I've spent hours reading for using ff package and couldn't get a handle on this topic yet. Basically, I'd like to run a analysis on a big data and save the results/statistics from the analysis.
I modified the example code written in ff package using biglm on my data set. http://cran.r-project.org/web/packages/ff/ff.pdf The problem is very similar to this one Modeling a very big data set (1.8 Million rows x 270 Columns) in R
Here's my code below
library(ff)
library(ffbase)
library(doSNOW)
registerDoSNOW(makeCluster(4, type = "SOCK"))
memory.limit(size=32000)
setwd('Z:/data')
wd <- getwd()
data.path <- file.path(wd,'ffdb')
data.path.train <- file.path(data.path,'train')
ff.train <- read.table.ffdf(file='train.tsv', sep='\t')
save.ffdf(ff.train, dir=data.path.train)
library(biglm)
# Here I'm implementing biglm model on ffdf data
# Vi represents the column names
form <- V27 ~ V3 + V4 + V5 + V6 + V7 + V8 + V9 + V10 + V11 + V12 + V13 + V14 + V15
ff.biglm <- for (i in chunk(ff.train, by=500)){
if (i[1]==1){
message("first chunk is: ", i[[1]],":",i[[2]])
biglmfit <- biglm(form, data=ff.train[i,,drop=FALSE])
}else{
message("next chunk is: ", i[[1]],":",i[[2]])
biglmfit <- update(biglmfit, ff.train[i,,drop=FALSE])
}
}
When the above code is ran, it gives the following error message:
first chunk is: 1:494 Error: cannot allocate vector of size 19.4 Gb In addition: There were 50 or more warnings (use warnings() to see the first 50)
Is this error message in regards to the size of biglmfit cannot be fitting to memory?
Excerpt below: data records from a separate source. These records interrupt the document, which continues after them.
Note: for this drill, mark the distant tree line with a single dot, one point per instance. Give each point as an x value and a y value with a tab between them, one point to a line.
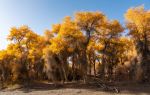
88	44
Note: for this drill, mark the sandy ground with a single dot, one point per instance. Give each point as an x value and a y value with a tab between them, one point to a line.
76	89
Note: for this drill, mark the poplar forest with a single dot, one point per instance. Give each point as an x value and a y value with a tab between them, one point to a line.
87	48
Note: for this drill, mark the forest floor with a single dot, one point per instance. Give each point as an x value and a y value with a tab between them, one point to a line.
77	88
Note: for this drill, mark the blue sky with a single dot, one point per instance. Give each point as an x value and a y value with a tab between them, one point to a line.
41	14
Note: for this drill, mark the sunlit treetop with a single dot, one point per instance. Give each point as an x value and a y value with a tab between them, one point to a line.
138	21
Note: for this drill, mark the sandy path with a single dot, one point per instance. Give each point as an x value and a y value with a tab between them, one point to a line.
66	91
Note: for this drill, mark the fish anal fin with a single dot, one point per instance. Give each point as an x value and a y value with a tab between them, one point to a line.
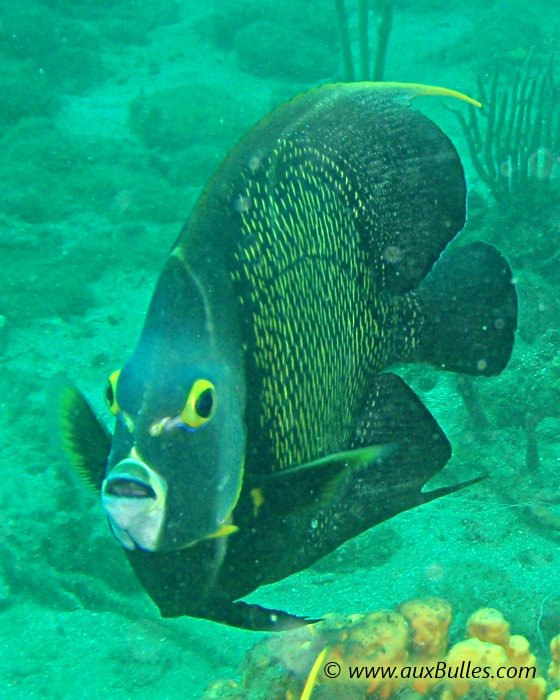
394	414
315	484
255	617
76	434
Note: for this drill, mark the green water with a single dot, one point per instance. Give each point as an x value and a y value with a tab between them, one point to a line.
113	115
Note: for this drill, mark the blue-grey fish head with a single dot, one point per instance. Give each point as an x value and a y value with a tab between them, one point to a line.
176	465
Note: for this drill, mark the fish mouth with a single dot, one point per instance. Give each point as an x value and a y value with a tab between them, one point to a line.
134	498
129	487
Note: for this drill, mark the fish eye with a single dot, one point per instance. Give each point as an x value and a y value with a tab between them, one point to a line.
110	392
201	404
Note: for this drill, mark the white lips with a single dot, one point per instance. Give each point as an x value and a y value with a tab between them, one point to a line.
135	520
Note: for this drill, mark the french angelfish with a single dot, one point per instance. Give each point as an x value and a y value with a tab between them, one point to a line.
256	425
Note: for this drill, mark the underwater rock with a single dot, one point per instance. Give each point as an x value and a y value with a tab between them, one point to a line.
65	51
189	115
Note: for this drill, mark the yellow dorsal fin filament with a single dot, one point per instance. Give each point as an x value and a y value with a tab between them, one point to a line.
224	530
312	677
258	499
413	90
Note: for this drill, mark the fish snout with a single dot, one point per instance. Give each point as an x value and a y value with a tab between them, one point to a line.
134	498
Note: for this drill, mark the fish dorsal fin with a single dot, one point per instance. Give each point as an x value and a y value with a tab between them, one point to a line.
76	434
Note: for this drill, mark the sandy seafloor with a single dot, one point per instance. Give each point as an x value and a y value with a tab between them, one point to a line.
90	204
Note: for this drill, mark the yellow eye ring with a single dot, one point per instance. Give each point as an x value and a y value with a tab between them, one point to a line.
111	392
201	404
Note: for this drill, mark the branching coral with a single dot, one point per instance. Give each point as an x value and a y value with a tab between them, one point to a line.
383	20
515	141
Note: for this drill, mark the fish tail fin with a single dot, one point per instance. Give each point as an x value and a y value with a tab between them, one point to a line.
469	311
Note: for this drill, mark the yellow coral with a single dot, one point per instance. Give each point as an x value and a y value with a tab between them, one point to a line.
489	625
429	619
407	642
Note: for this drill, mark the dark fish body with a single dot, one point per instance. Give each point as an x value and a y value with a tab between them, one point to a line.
257	428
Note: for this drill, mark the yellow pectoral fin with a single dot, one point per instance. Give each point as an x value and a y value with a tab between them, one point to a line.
312	677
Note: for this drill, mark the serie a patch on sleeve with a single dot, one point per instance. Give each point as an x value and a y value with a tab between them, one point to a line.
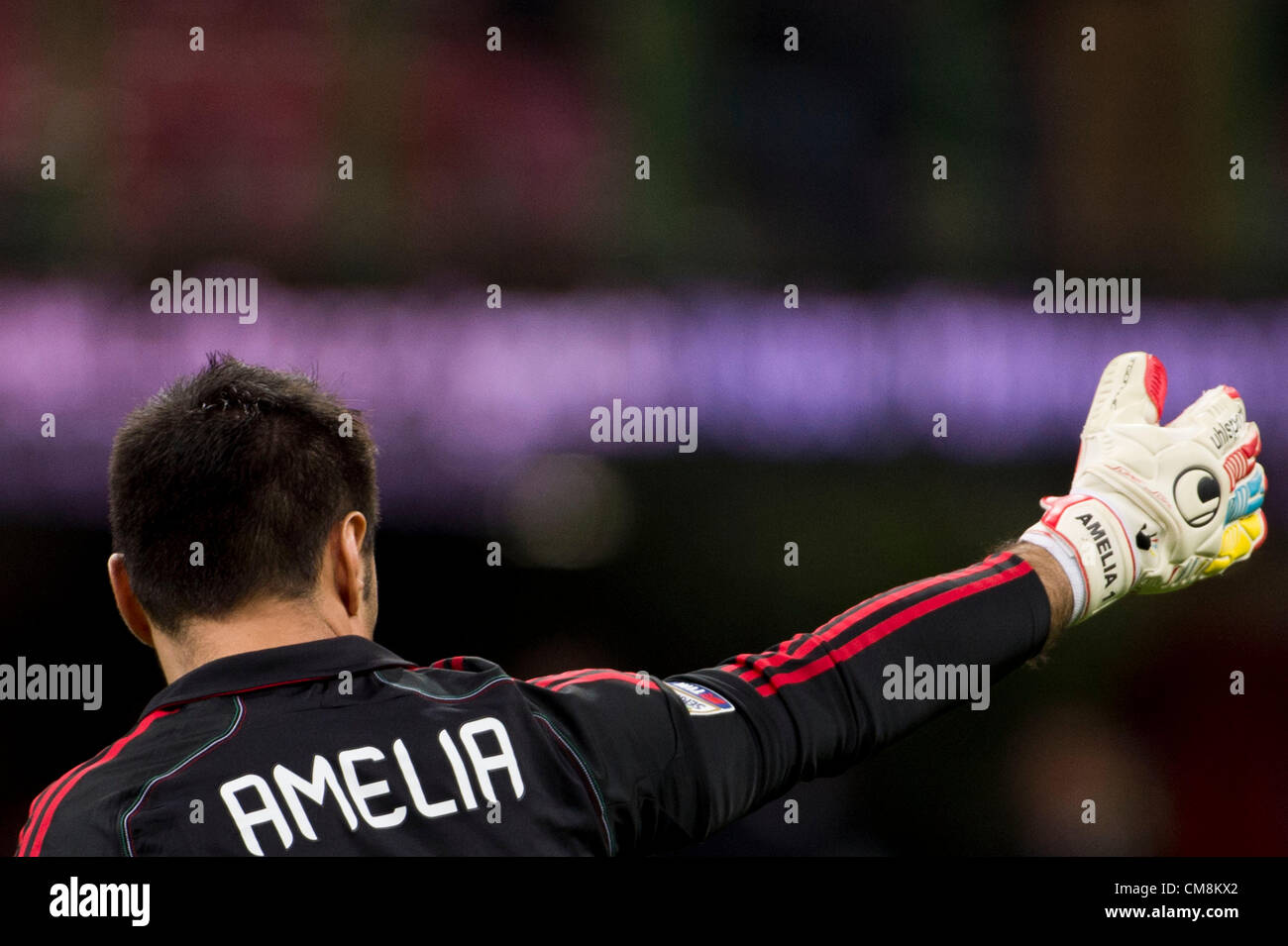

Any work around to save biglmfit into ffdf data type? Or for that matter, is there any ways to store analysis statistics into ffdf type in chunk? Thank you.
EDIT:
vmode(ff.train)
V1 V2 V3 V4 V5 V6 V7 V8 V9
V10
"integer" "integer" "integer" "integer" "integer" "integer" "integer" "integer" "integer" "integer"
V11 V12 V13 V14 V15 V16 V17 V18 V19 V20
"integer" "integer" "integer" "integer" "integer" "integer" "integer" "integer" "integer" "integer"
V21 V22 V23 V24 V25 V26 V27
"integer" "integer" "integer" "integer" "integer" "integer" "integer"